There’s good news here as well. It is far less expensive to launch a Web 2.0 company today than it was back in dot-com days. Capital needs are far lower, thanks to the plethora of sky and cloud services, which are available at little or no cost to start up companies. Start-ups deploying into these highly-commoditized infrastructures enjoy immediate visibility on the web, potentially unlimited scalability and a cost-to-operate model that suits minimal cash flow. Founders and VCs can make a larger number of smaller bets when chasing an opportunity.

What about new business models? I’ve seen an interesting social network tangent emerging .. the rise of product-based social networking, where consumer companies use the social networking paradigm to promote their products to like-minded consumers .. also for brand awareness (not the same as advertising) .. or both.

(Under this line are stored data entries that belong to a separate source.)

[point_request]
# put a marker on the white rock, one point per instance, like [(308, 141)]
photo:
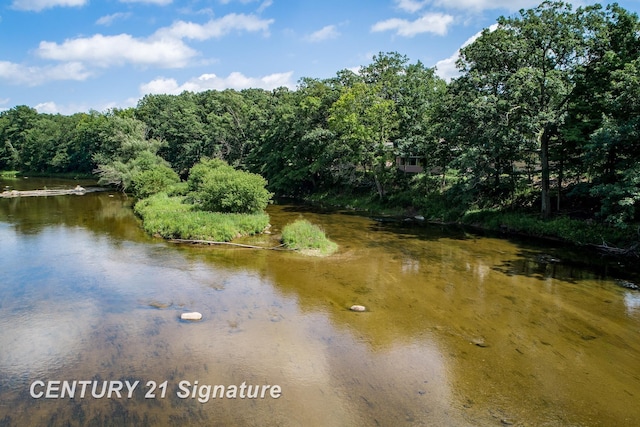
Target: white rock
[(191, 316)]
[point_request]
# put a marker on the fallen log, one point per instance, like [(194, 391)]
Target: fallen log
[(54, 192), (240, 245)]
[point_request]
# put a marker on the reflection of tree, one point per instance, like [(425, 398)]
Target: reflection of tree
[(97, 212)]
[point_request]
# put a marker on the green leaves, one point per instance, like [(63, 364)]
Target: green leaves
[(217, 187)]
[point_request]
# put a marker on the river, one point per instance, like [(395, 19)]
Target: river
[(461, 329)]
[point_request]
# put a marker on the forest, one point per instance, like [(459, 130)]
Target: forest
[(543, 119)]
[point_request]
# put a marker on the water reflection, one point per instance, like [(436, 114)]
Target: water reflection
[(460, 329)]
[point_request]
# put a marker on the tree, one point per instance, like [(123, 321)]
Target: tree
[(364, 122), (531, 61), (215, 186)]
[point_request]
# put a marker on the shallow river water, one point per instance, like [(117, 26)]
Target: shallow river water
[(460, 329)]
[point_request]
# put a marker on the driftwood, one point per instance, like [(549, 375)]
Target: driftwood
[(240, 245), (631, 251), (57, 192)]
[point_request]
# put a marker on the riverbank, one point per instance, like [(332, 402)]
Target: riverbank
[(586, 233)]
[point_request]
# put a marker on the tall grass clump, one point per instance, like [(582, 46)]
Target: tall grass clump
[(170, 218), (309, 238)]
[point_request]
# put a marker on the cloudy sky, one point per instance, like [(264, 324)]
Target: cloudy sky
[(68, 56)]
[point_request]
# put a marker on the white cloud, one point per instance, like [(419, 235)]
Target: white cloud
[(325, 33), (446, 68), (34, 76), (436, 23), (215, 28), (478, 5), (109, 19), (265, 4), (204, 82), (38, 5), (51, 107), (411, 6), (157, 2), (105, 51), (163, 49)]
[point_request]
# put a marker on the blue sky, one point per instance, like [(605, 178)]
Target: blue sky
[(68, 56)]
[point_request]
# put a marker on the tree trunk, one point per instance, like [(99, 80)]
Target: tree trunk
[(560, 177), (544, 164)]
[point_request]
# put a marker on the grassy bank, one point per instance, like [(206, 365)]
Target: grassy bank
[(308, 238), (562, 228), (518, 222), (59, 175), (8, 174), (170, 218)]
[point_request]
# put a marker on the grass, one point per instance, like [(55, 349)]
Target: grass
[(170, 218), (575, 231), (308, 238), (8, 174)]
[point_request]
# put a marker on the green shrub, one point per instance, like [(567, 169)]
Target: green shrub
[(217, 187), (153, 180), (170, 218), (302, 235)]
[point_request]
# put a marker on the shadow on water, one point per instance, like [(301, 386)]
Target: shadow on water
[(460, 329)]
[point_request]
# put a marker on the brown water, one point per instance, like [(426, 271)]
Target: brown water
[(461, 330)]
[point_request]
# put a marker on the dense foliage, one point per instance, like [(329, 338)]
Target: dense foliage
[(545, 116), (172, 218), (217, 187), (305, 236)]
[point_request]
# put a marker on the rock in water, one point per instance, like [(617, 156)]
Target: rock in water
[(191, 316)]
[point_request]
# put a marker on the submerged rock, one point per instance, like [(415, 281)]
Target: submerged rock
[(191, 316)]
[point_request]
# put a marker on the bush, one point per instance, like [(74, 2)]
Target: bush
[(153, 180), (170, 218), (217, 187), (302, 235)]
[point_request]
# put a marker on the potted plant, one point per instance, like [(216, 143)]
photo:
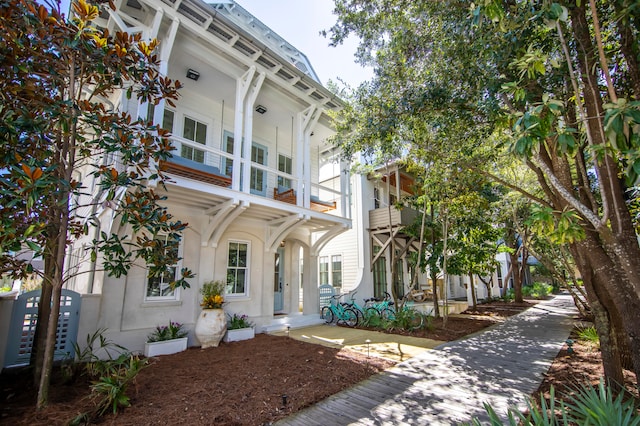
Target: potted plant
[(211, 324), (166, 340), (239, 327)]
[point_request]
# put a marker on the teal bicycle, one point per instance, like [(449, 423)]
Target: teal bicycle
[(339, 313), (361, 311), (384, 307)]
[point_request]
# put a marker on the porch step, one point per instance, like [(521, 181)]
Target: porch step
[(281, 323)]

More on this as it develops.

Location awareness is potentially huge .. and potentially intrusive (and therefore, annoying). Imagine a coupon in a text message because a system knows you’re near a Gap or a Starbucks. Creepy (but saving cash is fun!). I’m watching this too.

Twists on old business models? Sure. Subscription-based models are proven only with the most fanatic / devoted / sole-source audiences (think World of Warcraft or Major League Baseball) or to services deemed critical to security / LoB (think OneCare or SalesForce). Maybe there’s a consumption-subscription hybrid working out there (stream x hours of content for a set fee, with additional y costing only z). A few years ago, we were fighting micropayments: a small enough charge that would provide no barrier to entry to making a small purchase ($0.99 per song on iTunes, or a copy of USA Today online) .. that seems to have sorted itself out. What else is waiting in the wings?

So, bubble? Not likely.

There are a huge number of really smart folks looking at extending existing business models in ways that take advantage of new web-based features and social interaction. Add a low cost of entry and there should be enough boom for us all.

What does Social Portability Mean?

To privacy? It’s (a copy of) your personal data (that you chose to share), after all.

To advertising revenue? Social sites make cash from eyeballs who visit to see what you’ve shared.

The jury is still well out on this, but since MySpace announced their data portability initiative, Facebook and Google  have responded on how they would offer to share access to your data.

Let me clarify: I see this as social, but not really "portable"; it’s more like "accessible": where a user can define to what other networks their data could be referenced and / or shared. webmonkey comments on this in "How MySpace Plans to Become Everybody’s Space".

I don’t see any of the sites releasing (or transferring) the data; it’s either a pointer to, or a copy of some of the data between sites. In the MySpace case, access to data is granted by the user, but the API looks to be a pointer to the data than release of the data. ClickZ comments: ".. MySpace Unveils Data Portability Project" (part of a larger article).

Per Wired, Facebook isn’t too keen about releasing control of your data, in "Facebook, Google Square Off Over Who Controls Your Data (Hint: It’s Not You)".

I don’t think we’ve heard the last of this.